'Please live' were the last words fifteen-year-old Lana said to her mother. Shortly afterwards Natalia Estemirova was kidnapped outside their apartment block in Grozny, Chechnya. On 15th July 2009, she was murdered for telling the truth.
A mountainous sliver of land which creates a natural boundary between Europe and Asia, for centuries Chechnya had been a sharp bone in Russia's throat. Three years after the collapse of the Soviet Union, frustrated by the continued presence of the independence movement within Chechnya, Russia invaded.

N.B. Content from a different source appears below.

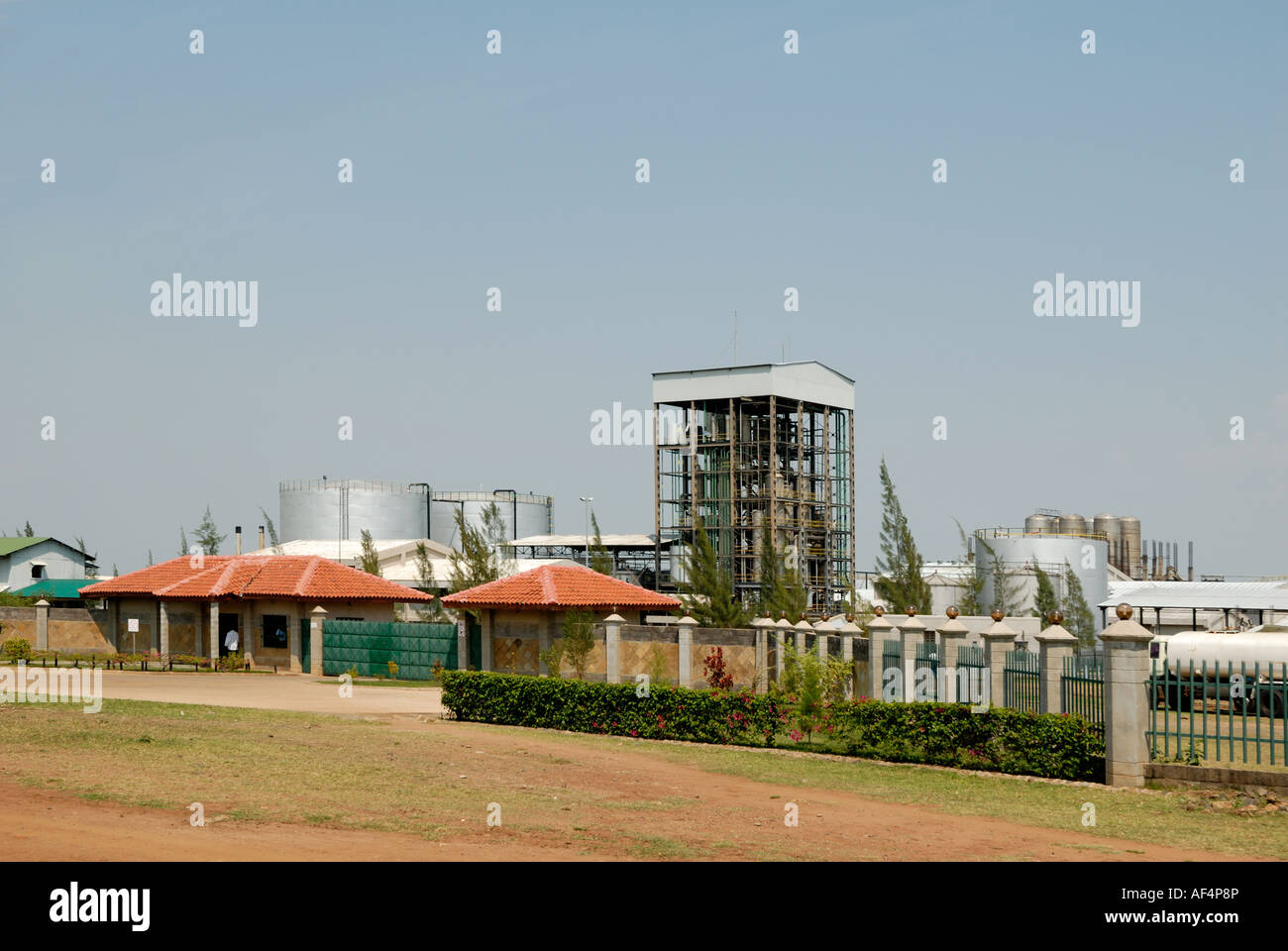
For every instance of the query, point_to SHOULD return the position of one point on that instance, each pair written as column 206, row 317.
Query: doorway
column 228, row 622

It was a war of extraordinary brutality. It turned Lana's mother, Natalia Estemirova, from a teacher into a human rights investigator. She became a dedicated member of Memorial, intent on exposing the kidnappings, bombings, torture and murders committed by Russian forces and Ramzan Kadyrov, the Kremlin-backed Chechen President. Natalia Estemirova's life, assassination, and the impunity that followed it, tell the story of Putin's Russia.
This is Lana's story of growing up in a war. Of the intense bond between a mother and daughter, desperate to be together even though it was so much safer for Lana to live elsewhere, often for months at a time. It is a book both about being brave and about being ordinary in extraordinary times. It's the fulfilment of a promise Lana made at her mother's grave.